Beyond his self-promotion, there remains the issue of whose story Kristof is telling. He has, in fact, answered critiques of his reporting style–which often focuses on white outsiders going to Asian or African countries–by saying that this choice is purposeful. When asked why he often portrays “black Africans as victims” and “white foreigners as their saviors,” he has answered, “One way to get people to read…is to have some sort of American they can identify with as a bridge character.” A presumption which assumes that all New York Times readers are white, of course, but I won’t get into that now.
Finally, and most problematically, Half the Sky replicates the same dynamic of that dreadful pilot photo by focusing solely on the oppressions of the Global South.

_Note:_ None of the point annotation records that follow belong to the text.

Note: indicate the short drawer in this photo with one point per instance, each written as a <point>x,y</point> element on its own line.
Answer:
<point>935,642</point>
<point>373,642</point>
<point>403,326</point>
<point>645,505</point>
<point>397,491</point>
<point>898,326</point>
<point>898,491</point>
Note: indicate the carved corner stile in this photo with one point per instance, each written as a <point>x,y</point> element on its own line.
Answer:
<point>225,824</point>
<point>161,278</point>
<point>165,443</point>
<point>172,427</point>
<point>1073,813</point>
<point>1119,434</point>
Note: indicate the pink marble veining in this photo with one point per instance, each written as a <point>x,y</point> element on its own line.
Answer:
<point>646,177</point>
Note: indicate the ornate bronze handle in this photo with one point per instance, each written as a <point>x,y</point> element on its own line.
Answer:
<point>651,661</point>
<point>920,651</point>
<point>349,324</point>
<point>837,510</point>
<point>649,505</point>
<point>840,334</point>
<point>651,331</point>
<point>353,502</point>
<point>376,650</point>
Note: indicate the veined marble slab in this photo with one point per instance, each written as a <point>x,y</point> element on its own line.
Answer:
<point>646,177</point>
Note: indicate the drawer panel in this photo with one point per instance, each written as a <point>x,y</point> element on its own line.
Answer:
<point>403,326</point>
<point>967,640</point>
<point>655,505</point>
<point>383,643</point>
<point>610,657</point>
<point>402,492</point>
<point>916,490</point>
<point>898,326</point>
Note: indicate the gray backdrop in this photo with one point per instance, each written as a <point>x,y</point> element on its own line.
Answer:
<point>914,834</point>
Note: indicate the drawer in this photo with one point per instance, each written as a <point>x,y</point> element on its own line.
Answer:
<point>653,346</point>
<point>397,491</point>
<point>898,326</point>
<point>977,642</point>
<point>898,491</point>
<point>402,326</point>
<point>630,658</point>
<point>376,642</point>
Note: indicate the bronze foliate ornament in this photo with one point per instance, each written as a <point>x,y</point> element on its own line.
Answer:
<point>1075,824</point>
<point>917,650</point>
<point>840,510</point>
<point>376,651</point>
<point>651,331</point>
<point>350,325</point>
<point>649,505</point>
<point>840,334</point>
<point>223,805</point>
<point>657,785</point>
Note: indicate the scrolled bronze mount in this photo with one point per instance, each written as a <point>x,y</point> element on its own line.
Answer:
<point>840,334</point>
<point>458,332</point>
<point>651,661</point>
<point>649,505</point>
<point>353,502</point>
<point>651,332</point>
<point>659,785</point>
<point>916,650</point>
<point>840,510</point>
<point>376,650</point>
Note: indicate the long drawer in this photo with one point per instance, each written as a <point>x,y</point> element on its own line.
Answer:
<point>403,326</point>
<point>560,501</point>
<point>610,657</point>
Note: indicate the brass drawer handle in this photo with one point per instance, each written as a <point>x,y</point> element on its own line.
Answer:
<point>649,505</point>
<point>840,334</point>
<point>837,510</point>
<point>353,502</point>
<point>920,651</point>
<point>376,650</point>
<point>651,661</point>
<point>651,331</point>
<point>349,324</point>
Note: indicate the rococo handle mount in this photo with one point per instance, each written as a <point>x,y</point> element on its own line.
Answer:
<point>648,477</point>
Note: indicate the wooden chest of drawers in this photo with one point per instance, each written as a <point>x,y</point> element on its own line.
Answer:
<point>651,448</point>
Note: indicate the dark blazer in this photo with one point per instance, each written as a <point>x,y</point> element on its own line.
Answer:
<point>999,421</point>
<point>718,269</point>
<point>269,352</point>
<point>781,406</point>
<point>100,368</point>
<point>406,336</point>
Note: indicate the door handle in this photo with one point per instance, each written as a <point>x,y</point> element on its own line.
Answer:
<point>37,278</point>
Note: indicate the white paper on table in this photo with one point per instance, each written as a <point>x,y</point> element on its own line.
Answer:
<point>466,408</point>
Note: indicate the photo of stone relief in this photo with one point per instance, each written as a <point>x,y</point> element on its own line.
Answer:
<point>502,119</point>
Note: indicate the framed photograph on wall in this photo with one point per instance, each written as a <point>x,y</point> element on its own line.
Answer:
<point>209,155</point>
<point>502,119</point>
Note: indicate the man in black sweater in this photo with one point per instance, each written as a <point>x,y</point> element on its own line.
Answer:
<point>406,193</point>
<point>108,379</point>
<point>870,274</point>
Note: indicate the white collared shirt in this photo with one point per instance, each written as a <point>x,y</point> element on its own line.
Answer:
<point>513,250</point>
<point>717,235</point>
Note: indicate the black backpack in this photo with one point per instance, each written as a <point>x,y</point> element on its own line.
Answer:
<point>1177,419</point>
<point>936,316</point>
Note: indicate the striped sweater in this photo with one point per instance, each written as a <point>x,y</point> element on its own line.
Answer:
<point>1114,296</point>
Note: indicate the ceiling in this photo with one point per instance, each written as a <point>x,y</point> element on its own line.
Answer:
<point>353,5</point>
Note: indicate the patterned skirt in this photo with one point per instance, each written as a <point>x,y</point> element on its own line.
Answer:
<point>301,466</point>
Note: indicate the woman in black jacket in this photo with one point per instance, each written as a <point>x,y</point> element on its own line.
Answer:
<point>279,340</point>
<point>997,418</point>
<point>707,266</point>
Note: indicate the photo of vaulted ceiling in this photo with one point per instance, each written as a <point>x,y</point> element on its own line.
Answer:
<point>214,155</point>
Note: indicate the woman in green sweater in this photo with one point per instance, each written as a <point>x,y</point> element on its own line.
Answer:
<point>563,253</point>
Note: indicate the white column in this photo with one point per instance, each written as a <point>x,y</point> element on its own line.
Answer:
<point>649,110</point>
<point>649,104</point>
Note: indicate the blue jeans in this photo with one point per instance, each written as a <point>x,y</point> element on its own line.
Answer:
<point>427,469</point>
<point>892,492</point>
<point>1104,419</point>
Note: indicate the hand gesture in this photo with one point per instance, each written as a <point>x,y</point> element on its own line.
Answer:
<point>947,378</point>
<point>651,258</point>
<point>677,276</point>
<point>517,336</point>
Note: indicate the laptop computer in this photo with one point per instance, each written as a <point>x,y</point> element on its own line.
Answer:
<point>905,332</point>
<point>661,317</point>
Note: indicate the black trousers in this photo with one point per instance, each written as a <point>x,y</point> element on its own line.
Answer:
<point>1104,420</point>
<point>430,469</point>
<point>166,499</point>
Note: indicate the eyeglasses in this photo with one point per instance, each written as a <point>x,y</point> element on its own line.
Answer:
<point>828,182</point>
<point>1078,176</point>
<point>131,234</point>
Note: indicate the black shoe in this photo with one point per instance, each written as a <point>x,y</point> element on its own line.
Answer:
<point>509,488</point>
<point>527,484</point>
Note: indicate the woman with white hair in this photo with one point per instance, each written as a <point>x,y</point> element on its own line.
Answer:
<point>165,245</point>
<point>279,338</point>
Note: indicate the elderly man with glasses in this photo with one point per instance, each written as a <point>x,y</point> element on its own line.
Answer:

Although a few passing comments are made about rape, coerced sex work, and other gender-based violence existing everywhere in the world–including in the U.S., hello?!–the point that is consistently reiterated in the film is that gender oppression is “worse” in “these countries”–that it is a part of “their culture.” In fact, at one point, on the issue of female genital cutting, Kristof tells actress Diane Lane, “That may be [their] culture, but it’s also a pretty lousy aspect of culture.”
There’s nothing that smacks more of “us and them” talk than these sorts of statements about “their culture.” Postcultural critic Gayatri Chakrovorty Spivak, in fact, coined the term “white men saving brown women from brown men” to describe the imperialist use of women’s oppression as justification for political aggression.